SCoRe's success stems from addressing two key challenges that hinder self-correction in LLMs:

1. Distribution shift: SCoRe uses on-policy RL to train on self-generated data, ensuring that the learned correction strategy aligns with the model's own distribution of initial responses. This contrasts with SFT approaches that suffer from distribution mismatch when trained on offline datasets.
2. Learning the right strategy: SCoRe's two-stage training and reward shaping encourage the model to learn a generalizable self-correction strategy rather than simply optimizing for the best first-attempt response. This prevents the model from collapsing into a non-correcting mode of behavior.

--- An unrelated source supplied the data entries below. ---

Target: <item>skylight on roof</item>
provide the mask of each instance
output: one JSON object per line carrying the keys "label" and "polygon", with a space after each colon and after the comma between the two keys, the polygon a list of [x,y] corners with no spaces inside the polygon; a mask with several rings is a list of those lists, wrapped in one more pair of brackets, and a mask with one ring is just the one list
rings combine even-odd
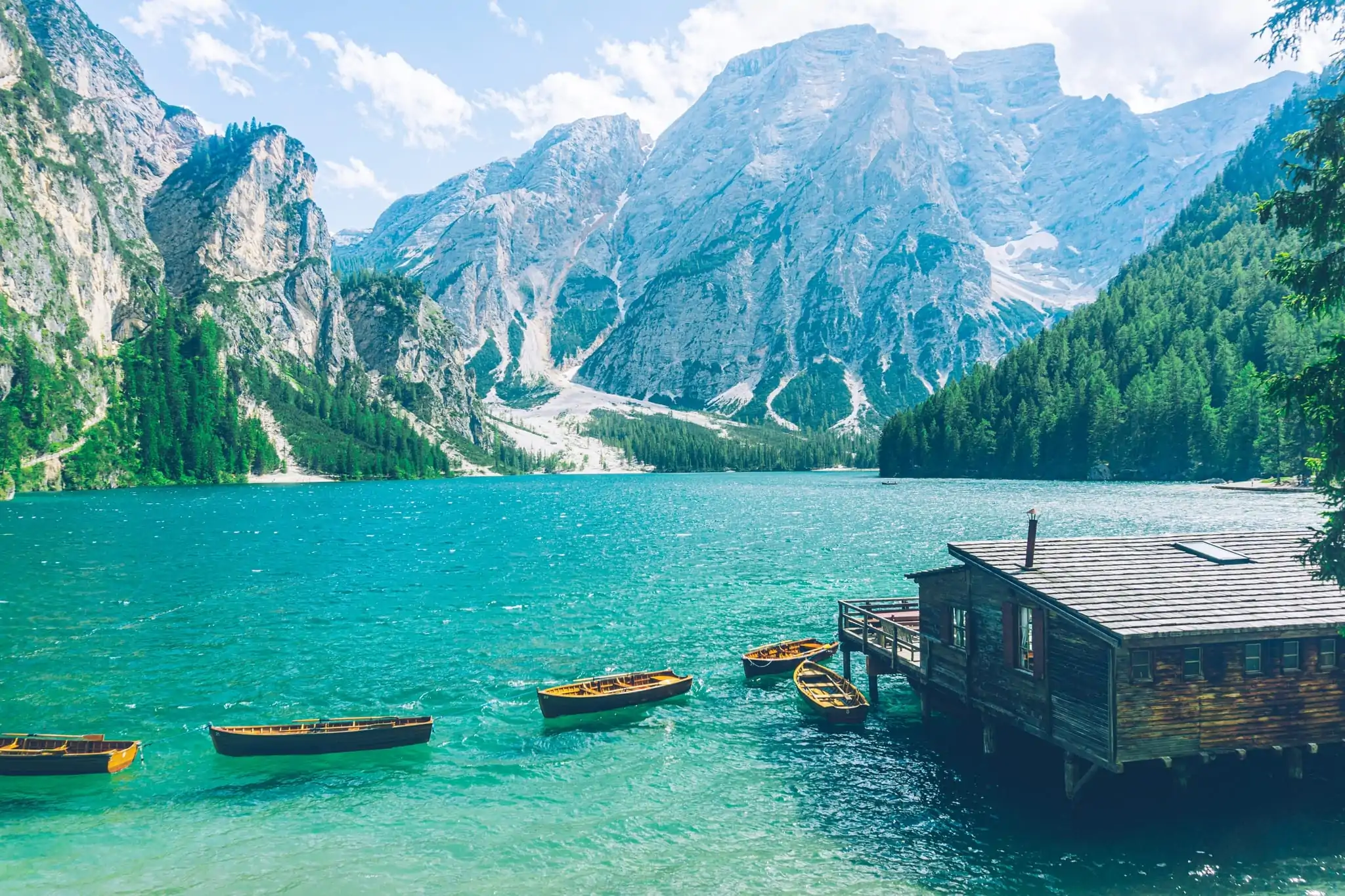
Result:
{"label": "skylight on roof", "polygon": [[1204,557],[1210,563],[1219,563],[1221,566],[1252,562],[1250,556],[1237,553],[1236,551],[1229,551],[1228,548],[1221,548],[1213,541],[1177,541],[1173,547],[1178,551],[1194,553],[1197,557]]}

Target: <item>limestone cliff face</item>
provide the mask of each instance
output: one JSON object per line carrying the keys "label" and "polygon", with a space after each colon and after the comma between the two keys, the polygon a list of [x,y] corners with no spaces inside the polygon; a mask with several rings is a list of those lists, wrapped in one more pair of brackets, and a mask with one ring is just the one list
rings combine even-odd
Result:
{"label": "limestone cliff face", "polygon": [[[145,197],[202,136],[200,124],[160,103],[125,47],[73,1],[11,1],[4,17],[9,114],[0,128],[12,164],[3,192],[20,246],[7,253],[0,289],[56,330],[78,316],[90,348],[110,353],[145,325],[157,292]],[[44,91],[54,102],[38,99]]]}
{"label": "limestone cliff face", "polygon": [[117,343],[161,279],[145,196],[199,136],[71,0],[0,0],[0,402],[22,388],[30,408],[0,433],[4,465],[66,451],[104,416]]}
{"label": "limestone cliff face", "polygon": [[463,369],[457,329],[420,282],[397,275],[346,281],[355,351],[379,386],[440,433],[482,442],[487,427]]}
{"label": "limestone cliff face", "polygon": [[459,332],[398,275],[355,274],[343,294],[332,238],[313,201],[317,167],[282,128],[231,128],[203,141],[149,201],[168,290],[211,314],[227,351],[370,375],[370,390],[430,429],[483,441]]}
{"label": "limestone cliff face", "polygon": [[338,255],[422,279],[473,351],[499,355],[479,380],[573,365],[616,322],[612,227],[650,146],[627,116],[553,128],[519,159],[398,200]]}
{"label": "limestone cliff face", "polygon": [[733,59],[652,149],[620,117],[557,128],[340,254],[422,277],[504,400],[535,392],[510,368],[578,367],[744,419],[824,395],[854,426],[1089,301],[1299,81],[1135,114],[1067,95],[1046,44],[820,31]]}
{"label": "limestone cliff face", "polygon": [[202,142],[145,211],[168,290],[208,306],[231,351],[336,372],[355,360],[317,165],[270,125]]}

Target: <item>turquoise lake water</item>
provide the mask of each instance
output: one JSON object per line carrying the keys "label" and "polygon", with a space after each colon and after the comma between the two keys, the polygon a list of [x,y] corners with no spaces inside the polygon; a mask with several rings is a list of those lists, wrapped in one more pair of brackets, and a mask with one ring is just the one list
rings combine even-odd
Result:
{"label": "turquoise lake water", "polygon": [[[913,594],[948,540],[1289,528],[1310,497],[873,474],[521,477],[0,505],[0,729],[149,743],[0,779],[16,892],[1345,892],[1345,760],[1248,760],[1071,814],[1059,755],[979,755],[898,678],[861,731],[738,654]],[[838,661],[837,661],[838,662]],[[534,690],[671,666],[689,697],[543,723]],[[432,713],[428,747],[226,759],[207,721]],[[1219,763],[1216,763],[1217,766]],[[1236,764],[1236,763],[1233,763]],[[1212,766],[1210,768],[1215,768]]]}

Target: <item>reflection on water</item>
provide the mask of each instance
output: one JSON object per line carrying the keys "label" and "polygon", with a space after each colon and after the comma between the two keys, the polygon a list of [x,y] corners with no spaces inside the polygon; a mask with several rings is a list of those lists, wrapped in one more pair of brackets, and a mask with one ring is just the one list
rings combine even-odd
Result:
{"label": "reflection on water", "polygon": [[[1284,528],[1310,497],[863,474],[144,489],[0,506],[0,719],[149,742],[112,778],[0,779],[38,891],[1322,893],[1345,758],[1099,775],[920,721],[862,728],[742,650],[911,594],[948,540]],[[833,660],[838,666],[839,660]],[[535,689],[671,666],[690,695],[543,721]],[[200,727],[434,715],[429,746],[227,759]],[[350,873],[350,869],[359,869]]]}

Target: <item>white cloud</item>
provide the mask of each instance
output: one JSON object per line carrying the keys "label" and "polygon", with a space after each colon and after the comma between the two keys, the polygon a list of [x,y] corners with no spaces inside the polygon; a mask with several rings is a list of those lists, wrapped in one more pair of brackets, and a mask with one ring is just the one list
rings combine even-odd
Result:
{"label": "white cloud", "polygon": [[295,40],[289,36],[289,32],[282,28],[274,28],[261,20],[261,16],[253,15],[252,12],[242,13],[243,21],[247,23],[247,28],[252,31],[252,47],[250,55],[257,62],[266,59],[266,48],[278,43],[285,51],[288,59],[299,59],[304,67],[308,67],[308,59],[299,55],[299,47],[295,46]]}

Models don't learn self-correction during original training because the training objectives typically focus on generating a single correct response for a given input. There's no explicit incentive for the model to identify and fix its mistakes. Additionally, the massive datasets used for training may not contain sufficient examples of error correction to enable the model to learn this behavior effectively.

SCoRe, by explicitly focusing on multi-turn self-correction and employing tailored training strategies, provides the necessary guidance for LLMs to develop this crucial capability.